Consequently, the RMH has agreed to bring the young trainee to Australia to complete his training. Additionally, as he is a polio survivor himself, the hospital has given him an electric mobility scooter which has been shipped to him.
With severe spinal injuries, missing family, no home, and no rehabilitation facilities, the prospects for many of the 140-odd patients Professor Khan and her team treated are grim.
Apart from sponsoring the Nepalese trainee, Professor Khan has arranged for herself and her Canadian and American colleagues to be available on Skype for Nepalese rehabilitation staff to consult with after hours.
“It’s not ideal, but they can at least get an idea”, she says.

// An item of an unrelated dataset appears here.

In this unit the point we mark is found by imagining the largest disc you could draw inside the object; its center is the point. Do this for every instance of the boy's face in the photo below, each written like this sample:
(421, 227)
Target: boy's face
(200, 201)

Additionally, the Nepalese have been encouraged to form their own society of rehabilitation staff so they can tap into international resources and gain global recognition.

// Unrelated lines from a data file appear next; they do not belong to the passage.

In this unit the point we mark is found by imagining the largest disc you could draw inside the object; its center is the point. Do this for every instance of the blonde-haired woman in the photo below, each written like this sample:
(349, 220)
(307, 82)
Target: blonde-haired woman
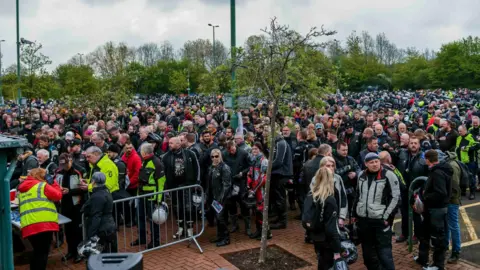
(340, 193)
(327, 241)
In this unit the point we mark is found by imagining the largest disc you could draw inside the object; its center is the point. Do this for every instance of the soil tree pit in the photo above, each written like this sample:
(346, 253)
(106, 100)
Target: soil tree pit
(277, 259)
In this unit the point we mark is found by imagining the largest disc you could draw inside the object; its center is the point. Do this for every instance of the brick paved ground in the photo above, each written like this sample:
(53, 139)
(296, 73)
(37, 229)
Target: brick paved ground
(182, 257)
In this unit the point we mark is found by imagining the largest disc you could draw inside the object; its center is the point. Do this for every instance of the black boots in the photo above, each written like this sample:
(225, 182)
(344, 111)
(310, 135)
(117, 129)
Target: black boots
(233, 220)
(223, 242)
(248, 225)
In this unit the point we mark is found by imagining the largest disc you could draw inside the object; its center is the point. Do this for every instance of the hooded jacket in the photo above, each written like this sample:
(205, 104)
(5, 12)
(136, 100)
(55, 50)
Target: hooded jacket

Professor Khan is a veteran of foreign emergency work, but is it a career path she would recommend to others?
“Yes I would”, she says, “but it’s not for everyone.
“If you feel you have something special to offer, then by all means, but do it in an organised manner. Don’t just rock up.”
It’s a problem which has plagued many an emergency response. Good intentions don’t necessarily make up for the added burden of finding accommodation and food for volunteers in a system already stretched to breaking point.
Professor Khan cites 400 amputations which were performed in Haiti unnecessarily by unregistered surgical teams.
“Here, in Nepal, it’s been found that there was an unregistered team dressing wounds in one of the villages, and every wound has since become infected”, she says. “The government was a bit miffed.”
Leading an official Foreign Medical Team involves huge amounts of paperwork and red tape, but the necessity of having an exit plan is perhaps the best consequence.
“We wanted to stay, very much”, Professor Khan says. “But we also wanted to come home. We’re so lucky here in Australia. It’s safe and wonderful.”
In the wake of the Nepal disaster, the World Health Organization has estimated that one in three injured Nepalese will need rehabilitation, and around 12% of those have sustained damage to the spinal cord.
“Nepal neither has the human resources nor medical facilities to deal with the needs of those suffering spinal injuries”, the WHO reports.
“The number one need now is spinal cord rehabilitation — human and medical resources related to that are the most important because we do not have those kinds of resources”, Dr Ganesh Gurung, who is coordinating operations in Nepal, said.
Professor Khan believes the final numbers may be even scarier.
“The [estimate of the] number of injured is completely arbitrary, of course”, she says. “So many villages were flattened and the Nepalese Army hasn’t been able to reach many of them. They are bound to find more.”
It may have been only 8 days, but for Professor Khan and her team, their time in Nepal was life-changing.
“It’s very hard to describe”, she says. “You keep it together, focus on the job ahead. There’s no time to think, and you go on autopilot.
“It was a real challenge, and traumatic.”
But the certificate of appreciation the RMH team received from the Nepalese Government before they left made it worthwhile, she says.
“I’m very proud of the team and the work we did.”